Un fiume d’ oro nero che vale per le compagnie petrolifere oltre 300 milioni di euro, ma che al territorio, cioè alla Regione, lascia royalty per appena 420 mila euro all’ anno.
Questa è la cifra esatta che la Regione ha incassato nel 2009 dall’Eni e dalla società Irminio di proprietà dei texani della Mediterranean Resources, titolari dei cinque permessi di estrazione su terraferma.
Conti alla mano, la Regione dal petrolio estratto in Sicilia incassa meno di quanto spende per acquistare la carta nei propri assessorati.

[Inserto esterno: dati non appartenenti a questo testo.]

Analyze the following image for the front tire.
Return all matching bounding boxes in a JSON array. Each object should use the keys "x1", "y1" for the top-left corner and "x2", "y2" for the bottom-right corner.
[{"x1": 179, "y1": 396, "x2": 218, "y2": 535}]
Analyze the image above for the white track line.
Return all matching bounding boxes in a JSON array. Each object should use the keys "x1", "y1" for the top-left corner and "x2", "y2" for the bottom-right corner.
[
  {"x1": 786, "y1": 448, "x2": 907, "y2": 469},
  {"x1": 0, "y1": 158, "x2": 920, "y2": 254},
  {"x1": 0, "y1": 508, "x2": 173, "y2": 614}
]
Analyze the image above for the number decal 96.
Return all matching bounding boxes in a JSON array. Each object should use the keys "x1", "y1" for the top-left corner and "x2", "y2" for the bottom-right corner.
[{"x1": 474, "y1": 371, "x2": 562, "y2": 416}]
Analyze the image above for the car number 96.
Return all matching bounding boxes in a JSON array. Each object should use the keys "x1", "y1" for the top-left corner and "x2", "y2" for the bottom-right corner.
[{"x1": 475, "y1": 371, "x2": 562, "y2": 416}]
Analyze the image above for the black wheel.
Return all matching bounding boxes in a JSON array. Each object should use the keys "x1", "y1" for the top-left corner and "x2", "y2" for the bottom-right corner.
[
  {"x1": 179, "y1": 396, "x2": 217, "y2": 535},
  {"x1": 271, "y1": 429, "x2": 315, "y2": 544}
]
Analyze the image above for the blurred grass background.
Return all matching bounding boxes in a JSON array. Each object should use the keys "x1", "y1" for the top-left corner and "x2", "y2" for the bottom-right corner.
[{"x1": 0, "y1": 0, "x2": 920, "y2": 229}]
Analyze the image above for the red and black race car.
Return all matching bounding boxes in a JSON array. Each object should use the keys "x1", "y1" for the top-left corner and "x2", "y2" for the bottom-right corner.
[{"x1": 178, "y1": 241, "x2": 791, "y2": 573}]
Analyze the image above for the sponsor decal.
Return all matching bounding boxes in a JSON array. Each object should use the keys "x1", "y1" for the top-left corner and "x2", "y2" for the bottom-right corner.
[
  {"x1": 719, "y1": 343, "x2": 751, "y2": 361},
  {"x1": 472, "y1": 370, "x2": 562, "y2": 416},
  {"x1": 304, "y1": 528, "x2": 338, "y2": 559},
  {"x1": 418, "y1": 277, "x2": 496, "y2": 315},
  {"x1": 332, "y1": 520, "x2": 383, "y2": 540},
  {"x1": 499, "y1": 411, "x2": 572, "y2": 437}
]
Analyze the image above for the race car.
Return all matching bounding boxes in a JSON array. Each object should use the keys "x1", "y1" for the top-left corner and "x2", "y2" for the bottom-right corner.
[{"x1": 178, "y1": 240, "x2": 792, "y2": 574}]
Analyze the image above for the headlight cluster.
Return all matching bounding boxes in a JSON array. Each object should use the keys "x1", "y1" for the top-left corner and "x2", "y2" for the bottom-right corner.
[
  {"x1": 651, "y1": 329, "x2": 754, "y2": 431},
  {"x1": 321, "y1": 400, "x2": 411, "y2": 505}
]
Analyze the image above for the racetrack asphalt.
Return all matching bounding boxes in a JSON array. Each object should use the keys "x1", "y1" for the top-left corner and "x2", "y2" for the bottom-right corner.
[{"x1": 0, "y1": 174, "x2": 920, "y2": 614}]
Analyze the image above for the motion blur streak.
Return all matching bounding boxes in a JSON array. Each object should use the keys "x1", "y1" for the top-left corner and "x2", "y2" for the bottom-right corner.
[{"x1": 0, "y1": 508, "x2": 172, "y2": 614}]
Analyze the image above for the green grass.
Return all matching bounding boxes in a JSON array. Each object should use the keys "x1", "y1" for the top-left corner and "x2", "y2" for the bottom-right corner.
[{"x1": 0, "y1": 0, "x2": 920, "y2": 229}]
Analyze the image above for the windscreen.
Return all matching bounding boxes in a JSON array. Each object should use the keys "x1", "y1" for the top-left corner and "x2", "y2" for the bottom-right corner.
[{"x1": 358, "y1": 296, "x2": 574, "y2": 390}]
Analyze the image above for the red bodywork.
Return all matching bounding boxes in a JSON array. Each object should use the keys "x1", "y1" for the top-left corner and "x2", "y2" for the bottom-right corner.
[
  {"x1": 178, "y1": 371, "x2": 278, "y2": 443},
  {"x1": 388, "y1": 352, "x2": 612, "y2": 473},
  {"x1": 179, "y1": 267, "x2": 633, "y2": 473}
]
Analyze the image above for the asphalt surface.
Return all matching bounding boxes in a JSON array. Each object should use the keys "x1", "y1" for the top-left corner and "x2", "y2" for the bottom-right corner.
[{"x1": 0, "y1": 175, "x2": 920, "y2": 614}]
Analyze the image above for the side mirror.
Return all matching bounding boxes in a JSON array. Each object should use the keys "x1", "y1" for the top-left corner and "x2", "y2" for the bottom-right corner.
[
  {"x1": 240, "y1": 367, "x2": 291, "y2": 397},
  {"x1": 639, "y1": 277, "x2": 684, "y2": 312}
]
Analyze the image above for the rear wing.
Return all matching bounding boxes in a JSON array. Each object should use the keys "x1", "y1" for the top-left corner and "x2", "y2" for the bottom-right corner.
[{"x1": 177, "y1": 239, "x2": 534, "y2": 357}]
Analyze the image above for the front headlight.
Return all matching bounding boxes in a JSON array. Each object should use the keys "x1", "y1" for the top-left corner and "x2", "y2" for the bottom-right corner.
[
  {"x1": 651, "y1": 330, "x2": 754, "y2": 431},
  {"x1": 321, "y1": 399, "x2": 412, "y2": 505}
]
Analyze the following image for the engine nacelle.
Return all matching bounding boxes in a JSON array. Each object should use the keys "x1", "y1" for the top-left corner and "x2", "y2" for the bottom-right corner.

E con il decreto Passera, regalo del Governo Monti, che dà il via libera alle 20 richieste di ricerca in mare, nemmeno un euro rimarrebbe in Sicilia in royalty, perché la Regione sui permessi delle piattaforme offshore non ha competenza. Una beffa, visto che in caso d’ incidenti, come accaduto nel golfo del Messico, a pagare le conseguenze del disastro ambientale sarebbero solo le coste siciliane e chi con il mare ci lavora, cioè i pescherecci attivi da Pozzallo a Trapani.
Di fronte la nostra costa si sta piazzando la Northern Petroleum. Nella sua previsione c’è l’estrazione di 4 miliardi di barili di petrolio che tradotti in soldi significano 400 miliardi di euro che vanno nelle tasche dei petrolieri. Alla Regine pochi spiccioli, o addirittura nulla. La franchiagia che le società pagano alla Sicilia è del 4%, contro l’85% in Libia e Indonesia, l’80% in Russia e Norvegia.
Dice l’ingegnere Mario Di Giovanna, leader di “Stoppa la Piattaforma”: Se ci adeguassimo agli standard delle royalty degli altri Paesi, facendo i dovuti conti, potremmo estinguere, solo con una minina parte del Canale di Sicilia, il 25% del debito pubblico italiano”.